Recentemente, na exortação apostólica Evangelii Gaudium, o Papa Francisco sublinhava precisamente que “a necessidade de resolver as causas estruturais da pobreza não pode esperar; e não apenas por uma exigência pragmática de obter resultados e ordenar a sociedade, mas também para a curar duma mazela que a torna frágil e indigna e que só poderá levá-la a novas crises. Os planos de assistência, que acorrem a determinadas emergências, deveriam considerar-se apenas como respostas provisórias. Enquanto não forem radicalmente solucionados os problemas dos pobres, renunciando à autonomia absoluta dos mercados e da especulação financeira e atacando as causas estruturais da desigualdade social, não se resolverão os problemas do mundo e, em definitivo, problema algum. A desigualdade é a raiz dos males sociais”.

A evolução das desigualdades

A publicação no ano passado do livro do economista francês Thomas Piketty, “O Capital – no século XXI”, trouxe a medição das desigualdades para o centro do debate público. O livro liderou tabelas de vendas um pouco por todo o mundo e gerou uma ampla discussão, bem para além das fronteiras do mundo académico. O sucesso editorial do livro não surpreende porque se trata de um sintoma de uma transformação social com lastro: nas últimas décadas, mesmo em sociedades afluentes e a enriquecer, as desigualdades na distribuição de rendimentos aumentaram. Esta transformação tem consequências económicas, sociais e políticas profundas.
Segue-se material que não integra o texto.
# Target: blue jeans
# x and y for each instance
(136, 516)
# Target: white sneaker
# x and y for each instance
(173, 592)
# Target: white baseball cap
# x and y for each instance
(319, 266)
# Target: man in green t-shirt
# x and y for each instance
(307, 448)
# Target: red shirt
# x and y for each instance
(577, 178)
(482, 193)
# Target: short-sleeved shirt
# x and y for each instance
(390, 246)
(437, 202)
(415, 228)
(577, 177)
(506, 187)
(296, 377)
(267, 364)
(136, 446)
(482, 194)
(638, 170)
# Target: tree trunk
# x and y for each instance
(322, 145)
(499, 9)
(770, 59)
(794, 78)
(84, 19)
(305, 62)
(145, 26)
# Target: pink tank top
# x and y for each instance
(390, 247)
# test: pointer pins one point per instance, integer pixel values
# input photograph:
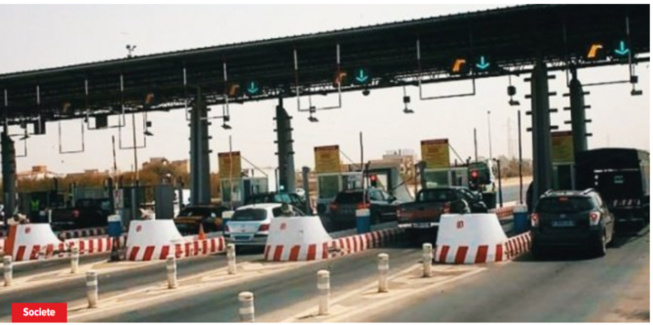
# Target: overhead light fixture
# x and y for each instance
(311, 111)
(406, 101)
(512, 102)
(512, 91)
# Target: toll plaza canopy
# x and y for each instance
(461, 46)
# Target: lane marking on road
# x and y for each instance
(406, 283)
(194, 284)
(56, 276)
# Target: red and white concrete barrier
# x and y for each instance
(470, 239)
(156, 239)
(518, 245)
(306, 240)
(504, 213)
(80, 233)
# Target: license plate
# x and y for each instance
(562, 223)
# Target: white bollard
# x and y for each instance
(74, 259)
(384, 267)
(427, 259)
(246, 309)
(91, 289)
(8, 269)
(324, 290)
(171, 269)
(231, 259)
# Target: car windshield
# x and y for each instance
(349, 197)
(437, 196)
(249, 215)
(257, 199)
(197, 212)
(564, 204)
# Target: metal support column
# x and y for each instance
(541, 125)
(285, 151)
(8, 174)
(305, 174)
(578, 128)
(200, 172)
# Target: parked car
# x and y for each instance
(421, 218)
(342, 211)
(87, 213)
(622, 177)
(571, 218)
(249, 225)
(209, 216)
(275, 197)
(473, 199)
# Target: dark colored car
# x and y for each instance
(87, 213)
(571, 218)
(342, 211)
(474, 200)
(421, 218)
(209, 216)
(274, 197)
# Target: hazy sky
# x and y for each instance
(35, 37)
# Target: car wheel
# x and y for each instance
(536, 252)
(376, 219)
(601, 246)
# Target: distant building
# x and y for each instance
(91, 172)
(181, 164)
(38, 172)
Tradicionalmente, as desigualdades económicas costumam ser medidas numa escala de zero a um, conhecida como coeficiente de Gini. Esta medida, criada por um estatístico italiano no início do século XX, considera que se todo o rendimento estivesse concentrado num indivíduo, ao mesmo tempo que os restantes nada detinham, então o índice de Gini teria o valor 1; da mesma forma que se no mesmo grupo detivesse exatamente o mesmo rendimento, então o índice de Gini teria o valor 0. Sendo assim, quanto mais elevado é o valor deste índice, maior é a desigualdade na distribuição de rendimentos num determinado país. Ora não só em muitas democracias ocidentais do capitalismo avançado, o índice de Gini tem aumentado nos últimos anos, como Portugal, em particular, apresenta valores comparativamente elevados.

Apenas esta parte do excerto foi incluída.